Я старый человек, который помнит жизнь Маяковского, был на последней выставке его. Люди не умеют ценить соседей. Не все мы умеем ценить своих спутников по вагону метро, а это самые близкие люди, люди, близкие нам по судьбе. И вот, когда была выставка Маяковского, подводящая итог его работе <нрзб>, очень мало профессиональных писателей пришло. Одни говорят, что «я тоже писатель, я завтра приду, я тоже…» Мы все равны. Но это не значит, что мы должны похлопывать друг друга по плечу. Мы должны знать свою цену, мерить не на себя, а на то, что создается, на то, что изменяется. И вот мне нужно было прорецензировать эту книгу, а я ее не прочитал, я ее пережил, я ее пережил — страница за страницей. Видал людей. Мы не можем советовать гению, как он должен жить, и не имеем право пересматривать любовь Маяковского, говорить Пушкину, что он мог любить другую женщину — не Натали Гончарову, хотя мы знаем из писем Пушкина, что эта женщина была неглупа, потому что это были письма к умной женщине. И нужно принять жизнь человека, потому что он сам был очень строг к себе, ему действительно не возили на дом редкую мебель. Он одевался хорошо, строго одевался, но очень много работал. И вот учиться не только читать Маяковского, но и его перечитывать, узнать, каким голосом нужно говорить друг с другом, как нужно любить товарищей… Лучше переоценить человека, чем недооценить, потому что мы все ведем огромный свой банковский счет среди мира, который не целиком нас признал. Мы должны верить друг другу, верить голосу и радоваться, когда этот голос становится реальным и голосом сегодняшнего дня.
Маяковский, который ходил ночью по улицам, и на него как будто скалились дома, потому что за ним был хвост, за ним следили. (
Маяковский умирает во многих вещах, он воскресает, он возвращается в свою родимую страну, он видит и говорит: «Был этот блеск, и это тогда называлось Невою». Он не хочет никакой родины, кроме своей, которую он любит в ее изменении. А мы все, когда спрашивают: «А кто виноват в смерти Маяковского? Кто виноват?» Вот я был другом, он мне помогал, я написал про него маленькую книжку. А я должен был бы написать про него, шаг за шагом следя, что он сделал, чтобы легче было другим, и говорить, что он один, один среди нас. Нет, он один впереди нас! И надо знать, куда же он шел и как он идет и какие шаги эти, для чего эти рифмы, для чего этот мыслящий стих. Ну, вот, я, вероятно, занял вас, место, которое мы занимаем (?), я благодарен уже немолодому, очень трудолюбивому, знающему человеку Волкову-Ланниту, что он собрал и объяснил, собрал, как цветы собирают, собрал фотографии и приблизил нас к пониманию Маяковского.
Слова освобождают душу от тесноты. Рассказ об ОПОЯЗе
В революцию встречались мы на улицах с полками.

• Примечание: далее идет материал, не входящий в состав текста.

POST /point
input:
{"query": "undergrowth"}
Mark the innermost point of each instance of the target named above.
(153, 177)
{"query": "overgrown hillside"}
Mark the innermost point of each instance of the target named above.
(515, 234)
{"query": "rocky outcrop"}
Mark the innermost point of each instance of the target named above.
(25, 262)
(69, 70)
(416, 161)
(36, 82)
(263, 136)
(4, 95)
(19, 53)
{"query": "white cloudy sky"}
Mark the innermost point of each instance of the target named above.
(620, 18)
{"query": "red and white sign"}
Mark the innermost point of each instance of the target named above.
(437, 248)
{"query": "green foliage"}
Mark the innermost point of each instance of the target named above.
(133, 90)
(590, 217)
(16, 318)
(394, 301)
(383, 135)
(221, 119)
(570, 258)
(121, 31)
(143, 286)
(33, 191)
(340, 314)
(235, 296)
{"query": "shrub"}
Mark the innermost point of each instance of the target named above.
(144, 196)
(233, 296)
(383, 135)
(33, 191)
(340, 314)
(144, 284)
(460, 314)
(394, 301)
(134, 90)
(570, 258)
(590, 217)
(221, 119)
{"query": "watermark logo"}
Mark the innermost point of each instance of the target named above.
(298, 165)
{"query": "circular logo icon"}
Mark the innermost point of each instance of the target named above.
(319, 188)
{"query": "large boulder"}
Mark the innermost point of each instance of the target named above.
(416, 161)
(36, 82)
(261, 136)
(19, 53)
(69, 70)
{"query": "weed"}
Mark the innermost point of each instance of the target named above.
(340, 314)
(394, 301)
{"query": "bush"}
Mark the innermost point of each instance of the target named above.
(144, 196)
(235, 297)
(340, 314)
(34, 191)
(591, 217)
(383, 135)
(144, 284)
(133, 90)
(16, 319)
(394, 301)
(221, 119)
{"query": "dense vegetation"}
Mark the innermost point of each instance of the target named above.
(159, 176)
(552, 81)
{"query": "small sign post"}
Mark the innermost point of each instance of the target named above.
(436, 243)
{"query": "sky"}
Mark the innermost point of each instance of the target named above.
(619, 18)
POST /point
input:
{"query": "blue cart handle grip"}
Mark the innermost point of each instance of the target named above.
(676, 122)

Мой товарищ Якубинский, потом профессор, читал морякам Балтийского флота историю и теорию языка.
Мой первый друг, ученик Павлова, доктор Кульбин, когда я к нему пришел, сказал: «Каждый человек может ходить по проволоке, благодаря устройству ушных лабиринтов, но он об этом не знает».
Кульбин помогал мне, давал деньги, кормил. Говорил: не питайся по столовым, ешь лук, пятьдесят копеек в день тебе хватит.
Революция — это эпоха, когда все умеют ходить по проволоке. Когда мы забываем о невозможности.
Наша школа возникла до революции, но гроза уже чувствовалась.